Just multiply it with input image to get the segmented image. Let the algorithm run for 5 iterations.

Additional two nodes are added, Source node and Sink node. Then loaded that mask image in OpenCV, edited original mask image we got with corresponding values in newly added mask image.

We create fgdModel and bgdModel. It modifies the mask image. Then in the next iteration, you get better results.

GrabCut -Interactive Foreground Extraction using Iterated Graph Cuts

User inputs the rectangle. Then algorithm segments it iteratively to get the best result. Computer does an initial labelling depeding on the data we gave.


What I actually did is that, I opened input image in paint application and added another layer to the image. You just create jterated np. Depending on the data we gave, GMM learns and create new pixel distribution.

It cuts the graph into two separating source node and sink node with minimum cost function.

Nodes in the graphs are pixels. Every foreground pixel is connected to Source node and every background pixel is connected to Sink node. That is, the unknown pixels are labelled either probable foreground or probable background depending on its relation with the other hard-labelled pixels in terms of color statistics It is just like clustering.

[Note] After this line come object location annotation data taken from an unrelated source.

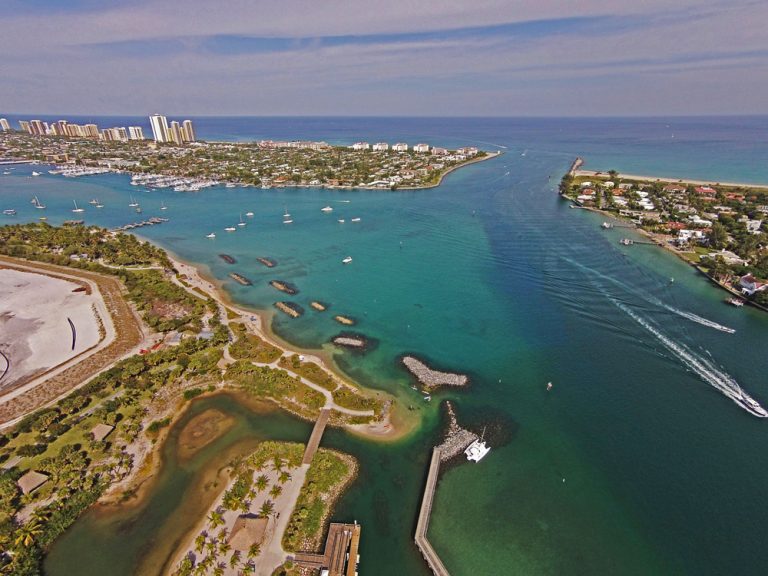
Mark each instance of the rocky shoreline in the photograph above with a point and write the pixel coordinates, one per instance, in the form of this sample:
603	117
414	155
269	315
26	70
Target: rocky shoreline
431	378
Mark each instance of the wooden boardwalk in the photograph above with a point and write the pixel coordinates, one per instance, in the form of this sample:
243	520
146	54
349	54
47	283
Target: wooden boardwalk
317	434
437	566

So we will give there a fine touchup with 1-pixel sure foreground. A graph is built from this pixel distribution. The cost function is the sum of all weights of the edges that are cut. And we get a nice result. An algorithm was needed for foreground extraction with minimal user interaction, and the result was GrabCut.


Interactive Foreground Extraction using GrabCut Algorithm — OpenCV-Python Tutorials 1 documentation

See the image below. We will see its arguments first: Just give some strokes on the images where some faulty results are there. Check the code below: Mode should be cv2.

So we modify the mask such that all 0-pixels and 2-pixels are put to 0 ie background and all 1-pixels and 3-pixels are put to 1 ie foreground pixels. Read the Docs v: Interative give the rectangle parameters.

OpenCV has the function, cv2. Now our final mask is ready. Also watch this youtube usig on how to use it. Here instead of initializing in rect mode, you can directly go into mask mode.